In his speech yesterday, incoming House Armed Services chairman Buck McKeon promised that his committee would work in the coming Congress on a “legal framework” for detention. Here’s hoping he is more serious about it this coming year than his work this past year might suggest. As Spencer Ackerman points out, McKeon has introduced detention legislation before; in March, he introduced H.R. 4892, the Enemy Belligerent Interrogation, Detention and Prosecution Act of 2010–a cousin of which was earlier introduced in the Senate by John McCain. Ackerman quotes what is, alas, in many respects the bill’s least objectionable major provision:
An individual, including a citizen of the United States, determined to be an unprivileged enemy belligerent under section 3(b)(1) in a manner which satisfies Article 5 of the Geneva Convention Relative to the Treatment of Prisoners of War may be detained without criminal charges and without trial for the duration of hostilities against the United States or its coalition partners in which the individual has engaged, or which the individual has purposely and materially supported, consistent with the law of war and any authorization for the use of military force provided by Congress pertaining to such hostilities.
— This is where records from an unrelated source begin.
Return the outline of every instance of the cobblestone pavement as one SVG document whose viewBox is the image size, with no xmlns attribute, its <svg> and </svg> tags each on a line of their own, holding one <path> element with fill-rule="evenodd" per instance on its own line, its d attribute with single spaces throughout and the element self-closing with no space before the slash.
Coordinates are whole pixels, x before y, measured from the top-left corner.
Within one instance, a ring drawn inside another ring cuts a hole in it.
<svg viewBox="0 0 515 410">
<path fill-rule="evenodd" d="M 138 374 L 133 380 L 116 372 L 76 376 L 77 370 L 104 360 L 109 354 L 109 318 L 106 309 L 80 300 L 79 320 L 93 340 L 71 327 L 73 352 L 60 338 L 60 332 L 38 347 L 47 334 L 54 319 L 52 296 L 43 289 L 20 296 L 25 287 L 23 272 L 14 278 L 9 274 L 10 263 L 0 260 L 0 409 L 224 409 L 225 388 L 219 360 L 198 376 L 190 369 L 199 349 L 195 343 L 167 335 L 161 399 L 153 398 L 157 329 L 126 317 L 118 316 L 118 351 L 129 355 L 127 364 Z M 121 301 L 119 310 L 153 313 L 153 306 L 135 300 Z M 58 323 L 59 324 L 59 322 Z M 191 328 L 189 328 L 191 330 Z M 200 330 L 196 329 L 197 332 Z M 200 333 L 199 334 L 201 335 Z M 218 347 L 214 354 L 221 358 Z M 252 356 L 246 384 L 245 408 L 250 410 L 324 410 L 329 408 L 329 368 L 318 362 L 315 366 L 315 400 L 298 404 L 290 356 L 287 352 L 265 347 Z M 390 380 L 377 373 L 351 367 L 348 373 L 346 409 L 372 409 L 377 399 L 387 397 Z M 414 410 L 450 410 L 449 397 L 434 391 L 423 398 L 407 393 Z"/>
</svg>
While the application of non-criminal detention authority to citizens is a touchy subject and any legislative scheme will no doubt need to offer more process than that contemplated by Article 5 of the Third Geneva Conventions, I certainly agree that Congress should affirm the authority to detain non-criminally belligerents in this conflict while hostilities continue. So my differences with the bill on that point are minor.
Unfortunately, that’s about the only thing in this bill to which I have no fundamental objection.